Oct. 16th: Soylent Green (1973)

Oct. 16th: Soylent Green (1973)
Soylent Green (1973)
Directed by Richard Fleischer
 
Some movies have been referenced so many times that you can pretty much piece together the whole thing without having watched it.  Soylent Green is one of those movies, the twist has been ruined for almost everyone, think The Empire Strikes Back.  I never had a big drive to watch this movie, but I put it on out of curiosity.
 
Soylent Green takes place in the future, where food is scarce and the world is overpopulated.  There is a company that makes food pieces called Soylent.  There are numerous colors, blue, red, yellow and the popular green.  Charleton Heston plays Detective Thorn whom is investigating the murder of a wealthy board member of the Soylent Company.  It his here where he stumbles across the gruesome truth behind the popular Soylent Green.

The acting is pretty solid, I mean it’s Charleton Heston he’s good in everything from The Tend Commandments to Wayne’s World 2. Chuck Connors is a nice addition, I love Chuck Connors, he was genuinely frightening in Tourist Trap (watch that). The legend Edward G Robinson plays Heston’s friend Solomon Roth, a very intelligent former college professor. My only issue with the movie is that it is slow, very slow for a movie that is 97 minutes long. It really drags in parts and the build up is all for the heart sinking ending, which itself is good, but watching it with 2023 eyes makes it seem dated.

There aren’t a lot of kills or special effects in this movie.
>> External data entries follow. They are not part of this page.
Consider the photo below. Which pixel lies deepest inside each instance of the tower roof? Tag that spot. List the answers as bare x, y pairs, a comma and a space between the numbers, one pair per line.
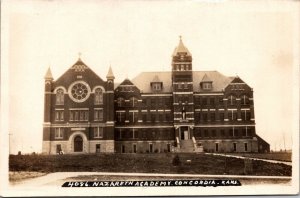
206, 78
48, 75
110, 73
156, 79
181, 49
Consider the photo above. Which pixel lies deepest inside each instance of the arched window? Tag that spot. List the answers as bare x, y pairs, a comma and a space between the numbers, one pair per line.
231, 100
133, 101
244, 100
98, 96
60, 97
120, 102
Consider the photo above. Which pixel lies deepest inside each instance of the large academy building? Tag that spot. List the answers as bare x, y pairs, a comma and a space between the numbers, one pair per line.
177, 111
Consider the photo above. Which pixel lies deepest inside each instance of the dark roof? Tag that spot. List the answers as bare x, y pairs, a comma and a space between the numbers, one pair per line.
143, 80
181, 49
206, 78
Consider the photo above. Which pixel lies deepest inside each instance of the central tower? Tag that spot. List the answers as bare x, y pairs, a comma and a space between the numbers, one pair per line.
183, 102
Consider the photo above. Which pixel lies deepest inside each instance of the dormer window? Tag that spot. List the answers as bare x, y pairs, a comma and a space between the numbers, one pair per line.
156, 86
206, 83
207, 86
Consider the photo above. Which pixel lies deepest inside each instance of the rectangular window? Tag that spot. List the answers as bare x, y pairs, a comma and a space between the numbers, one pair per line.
71, 115
221, 117
98, 132
185, 86
134, 148
205, 117
212, 116
150, 147
98, 147
169, 148
58, 148
221, 101
98, 114
212, 101
222, 133
59, 133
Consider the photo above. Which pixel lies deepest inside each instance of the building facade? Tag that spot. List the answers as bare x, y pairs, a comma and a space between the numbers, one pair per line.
177, 111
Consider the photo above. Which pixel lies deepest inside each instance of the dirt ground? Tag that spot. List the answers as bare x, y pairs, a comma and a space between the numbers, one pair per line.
144, 163
16, 176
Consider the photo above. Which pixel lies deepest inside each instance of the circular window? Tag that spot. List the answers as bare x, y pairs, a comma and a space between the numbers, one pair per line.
79, 91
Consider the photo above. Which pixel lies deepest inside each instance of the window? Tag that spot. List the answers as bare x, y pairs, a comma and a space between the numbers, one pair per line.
156, 86
169, 148
60, 97
234, 147
98, 114
59, 133
179, 85
59, 115
98, 132
212, 101
98, 146
185, 86
221, 101
221, 116
204, 101
133, 116
212, 117
58, 148
133, 101
231, 100
150, 147
120, 102
232, 115
244, 100
98, 96
205, 117
120, 117
206, 85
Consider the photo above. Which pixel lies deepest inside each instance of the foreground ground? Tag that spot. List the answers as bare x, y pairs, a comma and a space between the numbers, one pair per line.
280, 156
144, 163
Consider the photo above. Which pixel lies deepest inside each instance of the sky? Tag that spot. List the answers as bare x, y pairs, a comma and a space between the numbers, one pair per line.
256, 40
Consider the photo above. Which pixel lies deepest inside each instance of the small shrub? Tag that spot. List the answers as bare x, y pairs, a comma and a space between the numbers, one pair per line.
176, 161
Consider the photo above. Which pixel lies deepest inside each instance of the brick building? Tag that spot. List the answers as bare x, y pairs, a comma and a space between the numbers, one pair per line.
177, 111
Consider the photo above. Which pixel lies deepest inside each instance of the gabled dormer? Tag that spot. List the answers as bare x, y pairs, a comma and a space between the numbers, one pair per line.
206, 83
156, 84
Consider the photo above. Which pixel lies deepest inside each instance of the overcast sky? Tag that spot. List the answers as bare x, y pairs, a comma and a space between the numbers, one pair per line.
256, 40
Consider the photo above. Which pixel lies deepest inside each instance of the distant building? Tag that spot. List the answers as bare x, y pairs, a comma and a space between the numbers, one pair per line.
178, 111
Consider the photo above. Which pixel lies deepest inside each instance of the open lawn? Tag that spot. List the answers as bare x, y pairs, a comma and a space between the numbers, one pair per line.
287, 157
143, 163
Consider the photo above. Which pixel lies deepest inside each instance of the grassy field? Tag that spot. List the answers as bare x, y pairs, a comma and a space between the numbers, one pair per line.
143, 163
287, 157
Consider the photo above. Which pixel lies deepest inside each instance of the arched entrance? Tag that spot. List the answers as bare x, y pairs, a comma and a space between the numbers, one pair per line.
78, 144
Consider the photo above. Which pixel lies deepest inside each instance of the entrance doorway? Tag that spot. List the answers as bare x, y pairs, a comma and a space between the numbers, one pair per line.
78, 144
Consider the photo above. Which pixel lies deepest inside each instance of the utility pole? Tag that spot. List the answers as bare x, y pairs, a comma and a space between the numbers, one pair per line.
9, 143
284, 143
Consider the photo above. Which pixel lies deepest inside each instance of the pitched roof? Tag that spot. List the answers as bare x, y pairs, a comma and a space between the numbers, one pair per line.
181, 49
143, 80
206, 78
110, 73
48, 74
156, 79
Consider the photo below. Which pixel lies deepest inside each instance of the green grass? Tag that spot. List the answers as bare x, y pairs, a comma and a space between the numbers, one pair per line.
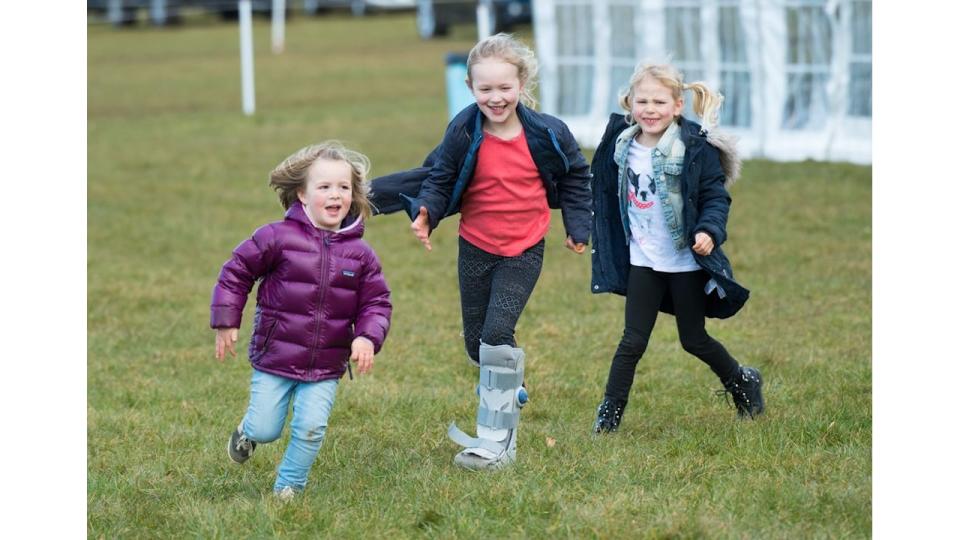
177, 177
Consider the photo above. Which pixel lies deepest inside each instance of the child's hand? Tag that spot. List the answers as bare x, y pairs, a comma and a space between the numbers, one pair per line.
421, 228
226, 338
704, 244
361, 351
578, 248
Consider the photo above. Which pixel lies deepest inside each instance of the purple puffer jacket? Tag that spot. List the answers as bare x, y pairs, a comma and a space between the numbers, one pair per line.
320, 289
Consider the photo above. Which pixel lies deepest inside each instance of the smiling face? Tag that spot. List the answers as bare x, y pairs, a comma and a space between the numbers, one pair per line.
328, 193
654, 108
496, 87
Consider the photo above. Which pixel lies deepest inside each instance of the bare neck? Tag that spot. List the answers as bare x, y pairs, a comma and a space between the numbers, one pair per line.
504, 130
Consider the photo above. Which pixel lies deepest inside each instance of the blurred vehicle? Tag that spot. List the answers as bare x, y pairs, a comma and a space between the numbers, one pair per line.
434, 17
124, 12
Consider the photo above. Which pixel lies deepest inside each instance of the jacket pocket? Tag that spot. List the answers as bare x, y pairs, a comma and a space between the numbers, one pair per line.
671, 171
347, 274
271, 326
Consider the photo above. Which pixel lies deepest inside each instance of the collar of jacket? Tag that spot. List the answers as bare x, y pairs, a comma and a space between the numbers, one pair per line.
352, 226
471, 116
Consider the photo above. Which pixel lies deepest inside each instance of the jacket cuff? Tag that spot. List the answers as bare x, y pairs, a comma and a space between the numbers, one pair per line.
411, 205
224, 317
714, 233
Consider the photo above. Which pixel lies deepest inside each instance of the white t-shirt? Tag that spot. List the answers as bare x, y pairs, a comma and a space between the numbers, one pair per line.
651, 244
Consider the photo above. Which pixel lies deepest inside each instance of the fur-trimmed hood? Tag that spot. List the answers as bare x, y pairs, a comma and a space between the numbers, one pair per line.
724, 142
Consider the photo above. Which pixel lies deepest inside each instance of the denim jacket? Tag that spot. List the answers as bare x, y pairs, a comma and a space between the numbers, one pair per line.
667, 160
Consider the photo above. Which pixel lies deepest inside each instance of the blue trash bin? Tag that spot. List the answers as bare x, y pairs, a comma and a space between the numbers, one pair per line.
458, 95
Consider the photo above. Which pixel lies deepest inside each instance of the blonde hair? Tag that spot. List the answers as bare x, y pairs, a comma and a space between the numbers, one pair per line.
290, 176
512, 51
706, 103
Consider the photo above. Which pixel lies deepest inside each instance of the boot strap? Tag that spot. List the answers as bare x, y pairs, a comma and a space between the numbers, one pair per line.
461, 438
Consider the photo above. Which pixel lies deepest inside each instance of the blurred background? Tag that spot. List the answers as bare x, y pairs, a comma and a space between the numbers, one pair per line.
797, 74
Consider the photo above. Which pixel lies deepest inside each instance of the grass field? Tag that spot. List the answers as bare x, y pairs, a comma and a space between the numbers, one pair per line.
177, 177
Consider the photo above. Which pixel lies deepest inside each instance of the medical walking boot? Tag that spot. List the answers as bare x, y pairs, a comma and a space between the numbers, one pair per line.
502, 395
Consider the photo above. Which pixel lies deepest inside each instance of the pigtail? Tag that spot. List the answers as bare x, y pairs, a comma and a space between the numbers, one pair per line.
706, 103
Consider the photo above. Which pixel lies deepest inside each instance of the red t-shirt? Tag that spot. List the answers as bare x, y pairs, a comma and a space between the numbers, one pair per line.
504, 210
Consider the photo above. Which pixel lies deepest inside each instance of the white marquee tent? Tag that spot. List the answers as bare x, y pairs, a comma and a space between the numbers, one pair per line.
796, 74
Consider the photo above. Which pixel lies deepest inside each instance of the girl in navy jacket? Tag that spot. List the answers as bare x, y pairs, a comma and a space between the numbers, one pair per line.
502, 166
660, 215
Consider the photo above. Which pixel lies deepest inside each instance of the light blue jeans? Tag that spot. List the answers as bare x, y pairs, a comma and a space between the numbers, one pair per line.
270, 397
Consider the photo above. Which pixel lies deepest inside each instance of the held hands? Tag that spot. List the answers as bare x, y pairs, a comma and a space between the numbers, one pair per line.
226, 339
361, 351
703, 245
421, 228
577, 248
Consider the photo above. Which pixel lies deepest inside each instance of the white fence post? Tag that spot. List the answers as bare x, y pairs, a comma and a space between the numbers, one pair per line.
115, 12
278, 25
246, 57
158, 11
484, 12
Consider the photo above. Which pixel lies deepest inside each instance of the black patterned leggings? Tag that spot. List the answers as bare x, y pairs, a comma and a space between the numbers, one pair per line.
493, 292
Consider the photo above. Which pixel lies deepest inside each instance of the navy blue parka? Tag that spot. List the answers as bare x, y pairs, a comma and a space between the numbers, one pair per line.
439, 184
706, 206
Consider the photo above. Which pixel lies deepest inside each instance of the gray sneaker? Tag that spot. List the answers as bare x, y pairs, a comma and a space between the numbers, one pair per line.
285, 494
239, 447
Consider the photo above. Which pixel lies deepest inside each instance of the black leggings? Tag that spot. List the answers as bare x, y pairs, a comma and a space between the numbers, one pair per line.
493, 292
645, 290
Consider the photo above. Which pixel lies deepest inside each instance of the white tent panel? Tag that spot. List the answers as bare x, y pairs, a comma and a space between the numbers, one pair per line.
796, 74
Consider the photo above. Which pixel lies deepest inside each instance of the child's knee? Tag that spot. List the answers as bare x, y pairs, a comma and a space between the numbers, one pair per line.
695, 345
633, 344
311, 431
261, 432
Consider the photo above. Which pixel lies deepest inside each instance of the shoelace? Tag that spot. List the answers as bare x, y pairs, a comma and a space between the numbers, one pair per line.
735, 391
243, 445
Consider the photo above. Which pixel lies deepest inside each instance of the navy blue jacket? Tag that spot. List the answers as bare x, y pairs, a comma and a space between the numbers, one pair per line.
706, 206
440, 183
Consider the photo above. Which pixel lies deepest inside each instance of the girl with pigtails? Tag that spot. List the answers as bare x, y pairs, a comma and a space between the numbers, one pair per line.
660, 205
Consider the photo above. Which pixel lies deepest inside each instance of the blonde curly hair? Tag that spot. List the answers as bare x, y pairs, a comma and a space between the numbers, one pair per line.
290, 177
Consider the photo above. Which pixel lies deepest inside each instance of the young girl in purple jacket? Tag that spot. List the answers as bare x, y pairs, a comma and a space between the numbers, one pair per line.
322, 302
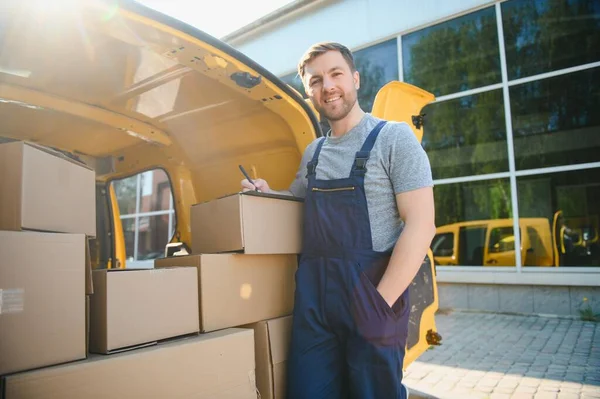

It relies heavily on tension and the slow burn pacing, which has come back due to A24 and films like Midsommar & Hereditary. If you are into that kind of stuff, you might enjoy this more. I really had a difficult time with this, my mind wandered a lot. The slow burn was a little too slow for me. I knew the shock ending so I didn’t have that to look forward to. Soylent Green is made form people, that’s how they recycle the large population and solve the hunger issue. Getting two birds stoned at once right? Anyway, this is a classic and probably deserves a better grade than I can give it personally, I went with a C+.